In a post a while back, a friend talked about the intensity of a childhood read.
I could relate to that. The post caused me to recollect my first encounter with Enid Blyton, when I was eight or nine.
My sibs and I were horrible brats, a babysitter’s worst nightmare. In a clever strategic move our babysitter once brought Castle of Adventure. That was it for me. I disappeared into my room for the rest of the evening so she only had my sister and brother to contend with.
The world faded away within the first few pages of that book. Library books back then were bound with this mono-colored plastic-filmed cardboard is the only way I can describe it. The paper inside was cheap, and after many kid hands had impatiently handled the pages, the edges would get very soft, delicate as tissue. You’d find the catty-corner fold where someone else had dogeared. The smell of a library book . . . I can catch it in some of my older used books, a compound of aged paper and mustiness and the faintest hint of print that was powerful magic, so full of promise.
Who else loved the smell of libraries?
By the time I reached ten, I had a Reading Posture: crouching on the very end of my bed, my toes hanging over, gripped hard to the mattress, like a vulture perched on a branch. My chin on my knees, my book tucked in against my shins. I suppose my sight was already beginning to blur, without me being aware. But having my legs pressed tight against my middle helped me contain the anxiety churning my stomach that the suspense inspired.
There was no willing suspension of disbelief when I was a kid reader. I was either here or there, in the story. I believed everything the text told me was true, and I had no ability yet to predict patterns. Everything was new. I had no defense against the intensity of emotion, which burned in memory that peculiar sensory awareness that others talk about: smells, the quality of light, what one might have been doing around the time the story was experienced.
As a child reader, I found every tiny detail of equal importance. I got so angry if illustrations did not match the text that I shuddered past Evaline Ness’s graceful impressionistic pictures, and refused to read any book illustrated by folk art-inspired Lois Lenski, whose girls seemed to grow their legs out of their waists, and whose profiles were all exactly alike.
Words were as important as drawings, not how they sounded so much as what they meant: how they contributed to filling in the details of the imagery. I had figured out by the time I was six that I could get about three “What’s this word?”s out of any adult in any reading session, after which they’d chase me away impatiently with “Sound it out.”
Sometimes one could sound out a word, but English can lead one sadly astray, between the French influence that made ghosts of consonants and vowels alike—hors d’oeuvres did not ‘sound out’ to orderv—and the Greek vowel hiccoughs (epitome turned out not to be EEP-eye-toam, but eh-PIT-oh-me).
Toughest of all were definitions.
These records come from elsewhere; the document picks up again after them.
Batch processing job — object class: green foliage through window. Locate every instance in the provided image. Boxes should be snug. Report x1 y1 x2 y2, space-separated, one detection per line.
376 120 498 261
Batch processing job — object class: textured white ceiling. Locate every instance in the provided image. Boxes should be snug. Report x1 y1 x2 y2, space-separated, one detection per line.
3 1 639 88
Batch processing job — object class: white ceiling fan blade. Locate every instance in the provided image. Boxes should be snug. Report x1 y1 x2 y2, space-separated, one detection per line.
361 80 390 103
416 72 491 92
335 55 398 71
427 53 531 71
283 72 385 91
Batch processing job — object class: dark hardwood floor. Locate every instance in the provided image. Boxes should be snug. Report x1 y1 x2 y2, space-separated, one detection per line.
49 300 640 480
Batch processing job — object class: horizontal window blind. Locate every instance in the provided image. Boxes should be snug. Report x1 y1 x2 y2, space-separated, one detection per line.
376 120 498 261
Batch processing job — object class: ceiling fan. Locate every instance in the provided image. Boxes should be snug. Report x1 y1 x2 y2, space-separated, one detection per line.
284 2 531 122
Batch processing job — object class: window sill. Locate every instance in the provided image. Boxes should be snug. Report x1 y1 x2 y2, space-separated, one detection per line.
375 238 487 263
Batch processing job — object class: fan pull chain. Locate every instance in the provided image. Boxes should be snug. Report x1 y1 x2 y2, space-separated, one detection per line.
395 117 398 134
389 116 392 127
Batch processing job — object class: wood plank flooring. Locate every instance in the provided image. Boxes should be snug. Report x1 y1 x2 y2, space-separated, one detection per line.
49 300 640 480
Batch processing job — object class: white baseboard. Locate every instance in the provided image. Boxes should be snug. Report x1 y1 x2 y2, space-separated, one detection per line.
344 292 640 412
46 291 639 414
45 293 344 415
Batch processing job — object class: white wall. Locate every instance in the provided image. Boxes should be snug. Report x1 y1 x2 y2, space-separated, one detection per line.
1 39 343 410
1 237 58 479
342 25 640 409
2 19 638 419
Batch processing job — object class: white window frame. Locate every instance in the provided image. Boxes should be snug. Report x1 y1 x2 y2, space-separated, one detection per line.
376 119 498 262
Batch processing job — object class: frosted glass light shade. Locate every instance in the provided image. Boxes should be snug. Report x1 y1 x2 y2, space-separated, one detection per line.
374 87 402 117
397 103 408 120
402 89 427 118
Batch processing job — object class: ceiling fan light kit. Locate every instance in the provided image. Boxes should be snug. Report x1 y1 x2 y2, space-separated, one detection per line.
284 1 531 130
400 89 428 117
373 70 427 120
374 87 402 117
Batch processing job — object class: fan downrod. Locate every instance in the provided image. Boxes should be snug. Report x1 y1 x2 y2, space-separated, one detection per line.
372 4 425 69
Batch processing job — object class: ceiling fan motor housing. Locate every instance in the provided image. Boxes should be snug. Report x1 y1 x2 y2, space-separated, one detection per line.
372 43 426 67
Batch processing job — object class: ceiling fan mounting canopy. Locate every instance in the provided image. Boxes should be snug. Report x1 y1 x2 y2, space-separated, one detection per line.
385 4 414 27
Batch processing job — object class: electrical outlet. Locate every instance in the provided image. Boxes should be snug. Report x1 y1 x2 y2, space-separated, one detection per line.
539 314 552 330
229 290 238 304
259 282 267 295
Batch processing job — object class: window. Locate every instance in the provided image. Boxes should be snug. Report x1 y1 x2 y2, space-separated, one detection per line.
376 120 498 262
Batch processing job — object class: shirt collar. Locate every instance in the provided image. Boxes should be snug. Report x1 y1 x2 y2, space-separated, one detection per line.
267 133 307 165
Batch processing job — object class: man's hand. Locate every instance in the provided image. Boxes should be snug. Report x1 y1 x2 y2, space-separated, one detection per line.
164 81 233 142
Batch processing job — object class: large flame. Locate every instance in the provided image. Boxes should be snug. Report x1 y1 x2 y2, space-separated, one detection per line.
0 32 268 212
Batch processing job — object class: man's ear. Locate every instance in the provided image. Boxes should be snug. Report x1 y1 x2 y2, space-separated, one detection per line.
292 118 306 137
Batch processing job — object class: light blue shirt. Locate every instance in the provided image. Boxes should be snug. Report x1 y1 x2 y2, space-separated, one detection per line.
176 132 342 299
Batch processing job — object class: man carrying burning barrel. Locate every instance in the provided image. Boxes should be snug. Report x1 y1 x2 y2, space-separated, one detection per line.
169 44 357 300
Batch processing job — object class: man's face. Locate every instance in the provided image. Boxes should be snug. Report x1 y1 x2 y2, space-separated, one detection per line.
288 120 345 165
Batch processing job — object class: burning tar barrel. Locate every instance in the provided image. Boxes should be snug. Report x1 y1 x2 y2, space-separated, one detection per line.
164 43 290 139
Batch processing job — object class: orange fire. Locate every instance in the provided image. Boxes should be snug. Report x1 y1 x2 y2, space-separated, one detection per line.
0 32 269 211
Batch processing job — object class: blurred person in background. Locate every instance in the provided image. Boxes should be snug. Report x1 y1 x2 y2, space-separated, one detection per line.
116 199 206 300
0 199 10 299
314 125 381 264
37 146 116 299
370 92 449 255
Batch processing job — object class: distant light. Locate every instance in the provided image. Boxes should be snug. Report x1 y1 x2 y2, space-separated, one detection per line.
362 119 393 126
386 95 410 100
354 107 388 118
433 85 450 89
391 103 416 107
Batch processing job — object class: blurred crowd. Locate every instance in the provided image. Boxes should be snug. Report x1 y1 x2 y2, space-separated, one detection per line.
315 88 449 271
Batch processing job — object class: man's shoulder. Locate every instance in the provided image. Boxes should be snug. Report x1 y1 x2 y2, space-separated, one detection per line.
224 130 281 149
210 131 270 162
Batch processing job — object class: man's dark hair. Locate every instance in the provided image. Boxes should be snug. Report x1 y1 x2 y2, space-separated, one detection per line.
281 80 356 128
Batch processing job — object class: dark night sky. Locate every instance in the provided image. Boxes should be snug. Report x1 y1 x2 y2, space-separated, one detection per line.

We didn’t have a dictionary at home, though we did have a World Book encyclopedia set. But it was only good for looking up some things. Adults, even when benign, did not prove to be walking dictionaries, as I discovered the weekend I turned seven, when I buried myself in Black Beauty. “What does eep-eye-tome’ mean?” netted the expected puzzled look, and “run along and play.’ I did have a good memory for puzzle words, so eventually some of them popped into meaning if the context matched up: “missled” turned out to be “miss-LED”–oh! led astray!
I fretted over the words that nobody ever seemed to use in spoken language. ‘Humbug’ nagged at me for a very long time, causing me to go over and over that text with forensic intensity in an effort to tease out meaning from context.
Books could be dangerous, they could lure you into believing you would reach the last page smiling, just to annihilate you utterly. Especially animal stories. The time of the book might only be weeks, but seldom did any beloved pet make it to the last page, leaving you weeping for the justice that animals rarely got. “Stop blubbering, it’s only a book.”
I knew kids who gave up reading after Old Yeller, but the siren lure of the library was too strong for me. I learned to be on the watch for certain kinds of story situations, or descriptors. Poignant signaled “Watch out, this one is going to hurt.”